Earlier, we discussed the elements of a Breach of Fiduciary Duty Claim as enunciated in Shan Yun Lin v Lau 2022 NY Slip Op 06279 Decided on November 9, 2022 Appellate Division, Second Department. Today, legal malpractice elements.
“The existence of an attorney-client relationship is an essential element of a cause of action to recover damages for legal malpractice (see Lindsay v Pasternack Tilker Ziegler Walsh Stanton & Romano LLP, 129 AD3d 790, 792). “An attorney-client relationship may exist in the [*2]absence of a retainer or fee” (Willoughby Rehabilitation & Health Care Ctr., LLC v Webster, 190 AD3d 887, 889). “In determining the existence of an attorney-client relationship, a court must look to the actions of the parties to ascertain the existence of such a relationship” (Wei Cheng Chang v Pi, 288 AD2d 378, 380). “[A] party’s unilateral belief does not confer upon him or her the status of client. Rather, to establish an attorney-client relationship, there must be an explicit undertaking to perform a specific task” (Willoughby Rehabilitation & Health Care Ctr., LLC v Webster, 190 AD3d at 889; see Volpe v Canfield, 237 AD2d 282, 283).

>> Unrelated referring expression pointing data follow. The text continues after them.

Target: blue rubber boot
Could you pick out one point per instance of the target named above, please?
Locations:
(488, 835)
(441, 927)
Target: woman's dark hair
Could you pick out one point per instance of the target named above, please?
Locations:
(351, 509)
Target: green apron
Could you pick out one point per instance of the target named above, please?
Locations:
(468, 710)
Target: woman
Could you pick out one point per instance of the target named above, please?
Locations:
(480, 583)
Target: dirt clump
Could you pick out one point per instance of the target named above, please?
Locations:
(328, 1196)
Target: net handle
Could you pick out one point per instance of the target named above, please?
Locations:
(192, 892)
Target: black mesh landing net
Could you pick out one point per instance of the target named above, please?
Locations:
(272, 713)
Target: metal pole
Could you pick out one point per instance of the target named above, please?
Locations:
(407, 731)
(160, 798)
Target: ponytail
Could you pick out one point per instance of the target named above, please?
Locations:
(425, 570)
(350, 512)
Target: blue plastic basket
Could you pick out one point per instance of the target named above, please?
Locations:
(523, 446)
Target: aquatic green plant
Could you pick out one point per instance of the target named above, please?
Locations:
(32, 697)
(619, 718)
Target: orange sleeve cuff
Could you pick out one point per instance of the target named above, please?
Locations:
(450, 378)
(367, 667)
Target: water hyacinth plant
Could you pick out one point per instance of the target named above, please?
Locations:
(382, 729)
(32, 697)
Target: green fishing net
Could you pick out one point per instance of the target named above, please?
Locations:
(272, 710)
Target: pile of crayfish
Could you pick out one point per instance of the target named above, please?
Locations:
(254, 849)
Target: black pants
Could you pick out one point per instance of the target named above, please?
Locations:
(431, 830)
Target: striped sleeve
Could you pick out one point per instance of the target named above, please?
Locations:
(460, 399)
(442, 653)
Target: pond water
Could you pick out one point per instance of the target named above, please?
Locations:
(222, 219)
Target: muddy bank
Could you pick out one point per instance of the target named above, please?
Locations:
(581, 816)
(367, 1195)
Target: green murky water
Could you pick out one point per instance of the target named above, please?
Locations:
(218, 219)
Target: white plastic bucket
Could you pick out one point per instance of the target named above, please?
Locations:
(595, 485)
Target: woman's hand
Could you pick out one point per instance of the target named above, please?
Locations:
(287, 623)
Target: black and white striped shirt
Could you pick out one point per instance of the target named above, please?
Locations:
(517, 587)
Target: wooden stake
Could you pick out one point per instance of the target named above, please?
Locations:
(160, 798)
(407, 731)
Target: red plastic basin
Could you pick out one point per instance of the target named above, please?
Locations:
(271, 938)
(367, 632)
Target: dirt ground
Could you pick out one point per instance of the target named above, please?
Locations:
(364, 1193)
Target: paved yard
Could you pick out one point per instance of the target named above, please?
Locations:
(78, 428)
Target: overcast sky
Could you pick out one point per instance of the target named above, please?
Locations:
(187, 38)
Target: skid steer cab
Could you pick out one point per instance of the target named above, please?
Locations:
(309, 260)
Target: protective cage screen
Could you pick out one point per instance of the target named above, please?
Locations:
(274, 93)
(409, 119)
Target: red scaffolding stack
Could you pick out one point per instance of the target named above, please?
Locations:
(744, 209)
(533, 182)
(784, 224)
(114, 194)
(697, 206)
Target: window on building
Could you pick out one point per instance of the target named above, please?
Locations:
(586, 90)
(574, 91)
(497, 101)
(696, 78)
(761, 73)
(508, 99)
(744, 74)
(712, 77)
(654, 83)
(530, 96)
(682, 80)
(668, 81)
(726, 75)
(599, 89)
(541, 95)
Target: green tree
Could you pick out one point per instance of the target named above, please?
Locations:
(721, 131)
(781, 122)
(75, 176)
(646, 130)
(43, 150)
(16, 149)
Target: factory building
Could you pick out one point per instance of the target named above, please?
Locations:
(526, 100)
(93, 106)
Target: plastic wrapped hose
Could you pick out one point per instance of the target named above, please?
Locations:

Here, in affidavits properly submitted to amplify the allegations in the complaint (see Leon v Martinez, 84 NY2d 83, 88), the plaintiffs averred that Lau met with them to form WRE I and orally informed them that he was representing them, instructed them to wire funds to his escrow account, committed to certain conditions of disbursement of those funds, and advised that he would continue to represent them on matters related to the property to be acquired by WRE I. Contrary to the Lau defendants’ contention, assuming these allegations to be true and affording the plaintiffs the benefit of every possible favorable inference (see J.P. Morgan Sec. Inc. v Vigilant Ins. Co., 21 NY3d 324, 334), they sufficiently alleged the existence of an attorney-client relationship (see Ripa v Petrosyants, 203 AD3d 770; Blank v Petrosyants, 203 AD3d 685; Mawere v Landau, 130 AD3d 986, 990).
Further, since legal malpractice actions are not subject to special pleading requirements, “a legal malpractice plaintiff need not, in order to assert a viable cause of action, specifically plead that the alleged malpractice fell within the agreed scope of the defendant’s representation” (Shaya B. Pac., LLC v Wilson, Elser, Moskowitz, Edelman & Dicker, LLP, 38 AD3d 34, 39; see Fitzsimmons v Pryor Cashman LLP, 93 AD3d 497, 498). “Rather, a legal malpractice defendant seeking dismissal pursuant to CPLR 3211(a)(1) must tender documentary evidence conclusively establishing that the scope of its representation did not include matters relating to the alleged malpractice” (Shaya B. Pac., LLC v Wilson, Elser, Moskowitz, Edelman & Dicker, LLP, 38 AD3d at 39 [emphasis omitted]). Here, the Lau defendants failed to submit such documentary evidence.”